Dan Monson took Gonzaga to the Elite Eight in 2002 and became a hot coaching property who got to choose between staying at Gonzaga or moving to either Washington or Minnesota.
He chose Minnesota, stayed for seven full seasons and resigned during a 2-5 start to the 2006 season.
He’s at Long Beach State now, and will face Washington at 8 p.m. Tuesday at Hec Ed.
Naturally, it was a logical time to talk about what might have been. Here’s some of that interview from this afternoon:
On advice to current coach Mark Few about possibly leaving Gonzaga: “Mark and I have had that conversation 20 times, and every time I’ve told him the same thing: ‘You’re crazy to leave.’ It’s a different job now. And again, I don’t regret what I did, but I think he learned from what happened at Minnesota. But he’s got everything there. When I left, there wasn’t an opportunity to win a national championship or do the things to sustain it. … The school deserves a lot of credit for what they did, the resources that they provided there and elevated them to a major program with facilities and resources.”
On whether UW also is at a level where a national title is possible: Absolutely. I felt that watching that Virginia game that they were – again, it’s so early in the season, but you watch Duke, you watch Michigan State, you watches these teams – and I felt that was the best game I had seen anybody play during the early season. Now, does that mean they’re going to win the national championship: No. But I think if it would have been played that day, there was nobody who played better in the preseason than they did against Virginia. And even the Kentucky and Michigan State game proves that they are at an elite level, because those games were one-possession games. They (showed) that they can play with anybody in the country and it’s going to be a matter of the team improving. Nobody wins a national championship in November or December. They’re going to have to keep going, but he’s certainly got them on the right track.

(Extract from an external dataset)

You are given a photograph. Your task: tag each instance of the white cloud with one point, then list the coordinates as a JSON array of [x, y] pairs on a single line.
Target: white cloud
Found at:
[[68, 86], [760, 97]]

On whether UW and Gonzaga should play each other: This is home. If I was a fan – which I am, to the Northwest – I think it’s a great game. Am I an administrator? Am I Lorenzo and Mark? I’m not in those positions. I don’t know scheduling conflicts, whatever it is they have going, I don’t know all that. But if I’m my dad, and I’m 76, and I’m on the couch, I want to see those two teams play. What a great game. You see those two teams right now, where those teams are at: What a great game to watch. I think it’s too bad in that regard.
On whether he saw such potential at UW in 2002: If I had a crystal ball, when (then-UW athletic director) Barbara Hedges talked to me, it might have been a different conversation we had in those days. He’s done a fabulous job. I remember when Barbara and I were talking and looking at it, and at that point Minnesota had had one losing season in 15 years, and this place had had maybe three winning seasons. Minnesota was averaging 15,000-13,000 people, (Washington) was averaging 3,000 people at that time. … In a quick period of time he has turned this into a power basketball situation. He fits here so well too: He played here, he has so many ties to the area, being able to keep the players here. They’ve just done a fantastic job. I would say right now he has separated himself from a lot of schools in this leaue.
“I had Husky posters in my bedroom as a kid. This was always my dream to come to school here. I always thought a kid would be crazy not to, because I was born and raised in the state of Washington. But when I looked at it from Minnesota, it didn’t have the tradition and it didn’t have the support and stuff that it does right now. And again, that doesn’t happen just with Lorenzo. I think the administration and everybody here and really take this program to another level. To get Abdul Gaddy to come here, to get Isaiah Thomas to come here – 15 years ago that wasn’t happening. And they’ve really got this thing right now at an elite level program.”